Develop

Docs

Last updated: Aug 15th, 8:00am

Our integration topics for accepting and making payments contain the information you need to complete those specific tasks. This section contains items you should consider as you build out your complete PayPal integration.

Design guidelines

To create an optimal payment experience, make sure that your integration meets our design guidelines.

Webhooks

Determine if and how you want to use webhook notifications. Most PayPal REST API calls trigger a webhook notification, and you can create server-side code to listen for and respond to these notifications. In some cases, responding to webhook notifications can save you resources as you'll receive the notification rather than having to send requests to the PayPal servers for information.

Error handling

Your REST API integration might encounter errors that you need to handle.

4XX error codes - These indicate something is wrong with the request.

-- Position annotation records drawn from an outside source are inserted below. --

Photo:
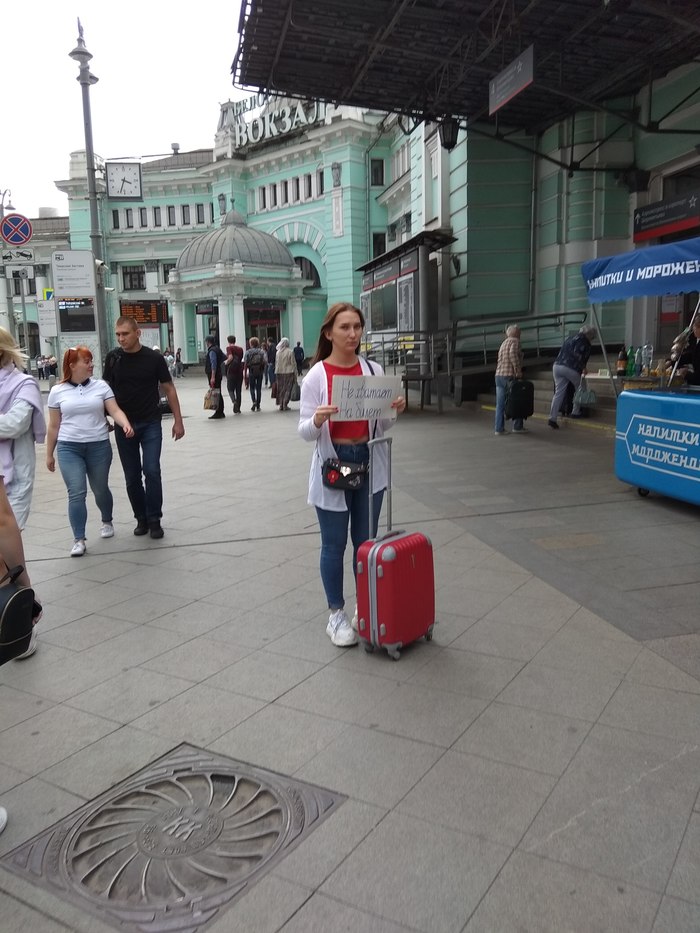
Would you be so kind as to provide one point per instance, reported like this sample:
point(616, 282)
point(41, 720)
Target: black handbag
point(338, 474)
point(17, 611)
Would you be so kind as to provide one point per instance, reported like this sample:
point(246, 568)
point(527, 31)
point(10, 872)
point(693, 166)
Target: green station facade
point(300, 204)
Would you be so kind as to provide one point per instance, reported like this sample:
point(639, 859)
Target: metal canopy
point(430, 58)
point(432, 239)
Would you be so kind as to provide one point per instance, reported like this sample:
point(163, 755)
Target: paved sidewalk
point(534, 768)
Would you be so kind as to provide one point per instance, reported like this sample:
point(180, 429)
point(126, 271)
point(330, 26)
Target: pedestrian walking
point(213, 369)
point(508, 368)
point(337, 354)
point(22, 426)
point(79, 434)
point(12, 555)
point(299, 357)
point(271, 358)
point(136, 375)
point(253, 369)
point(234, 373)
point(567, 370)
point(285, 371)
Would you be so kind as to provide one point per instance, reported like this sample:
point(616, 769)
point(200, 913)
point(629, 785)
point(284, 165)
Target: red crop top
point(345, 429)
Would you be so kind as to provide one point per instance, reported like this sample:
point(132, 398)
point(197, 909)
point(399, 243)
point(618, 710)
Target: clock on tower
point(124, 180)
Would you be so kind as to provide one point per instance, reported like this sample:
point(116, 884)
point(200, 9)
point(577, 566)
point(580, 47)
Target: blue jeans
point(501, 384)
point(147, 441)
point(80, 463)
point(255, 385)
point(334, 529)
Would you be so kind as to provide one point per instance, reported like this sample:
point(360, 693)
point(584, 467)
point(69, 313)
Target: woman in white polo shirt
point(79, 433)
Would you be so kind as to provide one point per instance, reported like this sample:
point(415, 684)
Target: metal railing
point(464, 348)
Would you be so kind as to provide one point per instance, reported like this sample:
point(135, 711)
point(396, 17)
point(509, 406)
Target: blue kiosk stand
point(657, 438)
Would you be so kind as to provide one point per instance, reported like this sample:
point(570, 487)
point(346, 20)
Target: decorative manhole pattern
point(174, 844)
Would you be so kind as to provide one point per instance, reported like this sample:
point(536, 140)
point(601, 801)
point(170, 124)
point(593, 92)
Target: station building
point(300, 204)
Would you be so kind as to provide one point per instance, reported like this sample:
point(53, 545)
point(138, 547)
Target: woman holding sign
point(345, 441)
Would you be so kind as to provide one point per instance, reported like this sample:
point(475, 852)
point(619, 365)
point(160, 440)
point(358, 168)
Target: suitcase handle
point(370, 495)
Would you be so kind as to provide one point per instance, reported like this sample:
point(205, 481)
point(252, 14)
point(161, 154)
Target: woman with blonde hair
point(79, 432)
point(22, 425)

Correct the error described in the message and retry the call.
5XX error codes - These indicate a network or services issue. Requests that return a 5XX error code might have created a PayPal transaction, but an order ID or other positive feedback won't be returned in the response. To account for this type of issue, use the PayPal-Request-Id header in requests that create transactions. This header makes the request idempotent and you can safely retry the request without duplicating the action.

Rate limits

PayPal’s primary focus is site availability and security in support of merchants.

While we do not publish a rate limiting policy, we might temporarily rate limit if we identify traffic that appears to be abusive. We rate limit until we are confident that the activity is not problematic for PayPal, merchants, or customers.

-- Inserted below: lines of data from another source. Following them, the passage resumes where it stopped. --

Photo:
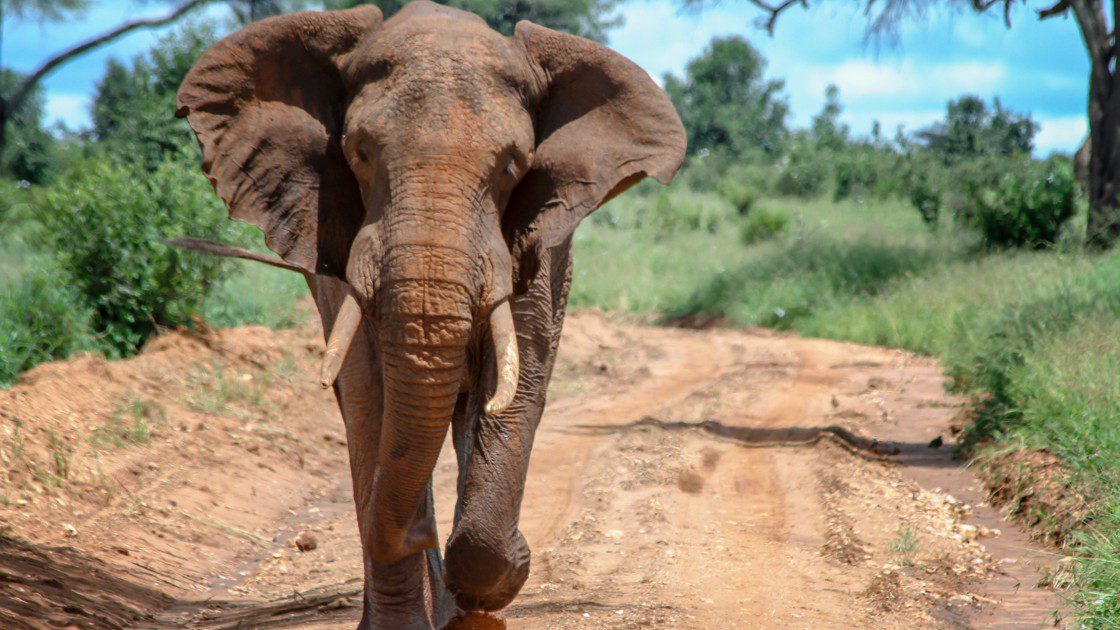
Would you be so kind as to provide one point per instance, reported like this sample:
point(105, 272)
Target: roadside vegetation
point(952, 241)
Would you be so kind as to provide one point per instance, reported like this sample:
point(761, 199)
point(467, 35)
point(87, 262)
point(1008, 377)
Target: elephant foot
point(485, 576)
point(476, 621)
point(408, 594)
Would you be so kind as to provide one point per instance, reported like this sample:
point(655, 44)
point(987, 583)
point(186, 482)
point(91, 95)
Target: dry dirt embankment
point(689, 479)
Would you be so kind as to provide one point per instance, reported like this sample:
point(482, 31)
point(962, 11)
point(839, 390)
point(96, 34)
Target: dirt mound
point(675, 474)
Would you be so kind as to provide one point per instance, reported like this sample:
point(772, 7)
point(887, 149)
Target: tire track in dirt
point(689, 479)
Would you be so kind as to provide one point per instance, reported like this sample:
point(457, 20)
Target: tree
point(827, 131)
point(1103, 48)
point(12, 101)
point(725, 102)
point(132, 105)
point(26, 155)
point(971, 130)
point(586, 18)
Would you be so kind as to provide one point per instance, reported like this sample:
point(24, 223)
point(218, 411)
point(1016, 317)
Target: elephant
point(426, 174)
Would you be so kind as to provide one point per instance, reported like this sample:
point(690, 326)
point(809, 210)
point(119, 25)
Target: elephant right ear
point(268, 105)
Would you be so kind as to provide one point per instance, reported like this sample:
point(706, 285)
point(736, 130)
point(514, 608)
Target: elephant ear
point(268, 105)
point(602, 126)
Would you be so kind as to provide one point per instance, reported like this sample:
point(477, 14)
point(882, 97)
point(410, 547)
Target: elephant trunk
point(423, 336)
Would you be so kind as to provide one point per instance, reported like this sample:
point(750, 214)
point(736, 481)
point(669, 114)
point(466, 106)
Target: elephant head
point(425, 161)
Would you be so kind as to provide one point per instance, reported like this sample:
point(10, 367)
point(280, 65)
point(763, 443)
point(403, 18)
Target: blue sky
point(1037, 67)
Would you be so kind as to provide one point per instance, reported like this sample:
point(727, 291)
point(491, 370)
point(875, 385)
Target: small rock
point(968, 531)
point(306, 542)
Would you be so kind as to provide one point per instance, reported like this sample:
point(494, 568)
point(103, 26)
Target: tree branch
point(774, 11)
point(12, 104)
point(1058, 9)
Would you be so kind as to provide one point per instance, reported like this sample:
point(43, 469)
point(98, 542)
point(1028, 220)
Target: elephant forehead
point(440, 302)
point(450, 56)
point(428, 260)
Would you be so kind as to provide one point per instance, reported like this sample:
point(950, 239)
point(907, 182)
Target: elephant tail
point(215, 248)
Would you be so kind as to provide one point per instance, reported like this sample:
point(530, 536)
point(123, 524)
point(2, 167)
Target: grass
point(214, 390)
point(905, 543)
point(1036, 334)
point(131, 423)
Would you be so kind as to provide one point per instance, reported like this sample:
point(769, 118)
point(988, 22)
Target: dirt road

To ensure maximum protection and site stability, we constantly evaluate traffic as it surges and subsides to adjust our policies. If you or your customers receive the HTTP 429 Unprocessable Entity - RATE_LIMIT_REACHED status code, too many requests were sent, and that might indicate anomalous traffic, so we rate limit to ensure site stability.

If this policy negatively affects your integration, contact Merchant Technical Support.

Tips to avoid rate limiting:

Do not poll and instead use webhooks or IPN. To learn more, see Webhooks and Instant Payment Notification.
Rather than generate an OAuth 2.0 access token for each transaction, cache tokens. See OAuth 2.0 authorization protocol.

Domains and IP addresses

When you make API calls, use Domain Name Service (DNS) results with the default Time To Live (TTL) values, to determine the IP addresses of our servers.

Domains:

api-m.paypal.com
api-m.sandbox.paypal.com

Policies and compliance

Make sure you always ship to an address entered and confirmed in the Checkout flow to preserve that requirement of PayPal Seller Protection.
If you accept payments in Europe, make sure you follow the authentication requirements outlined by PSD2.

Next steps

Test and go live — After you've completed your coding tasks and considered the information on this page, you can test your integration and go live with your code.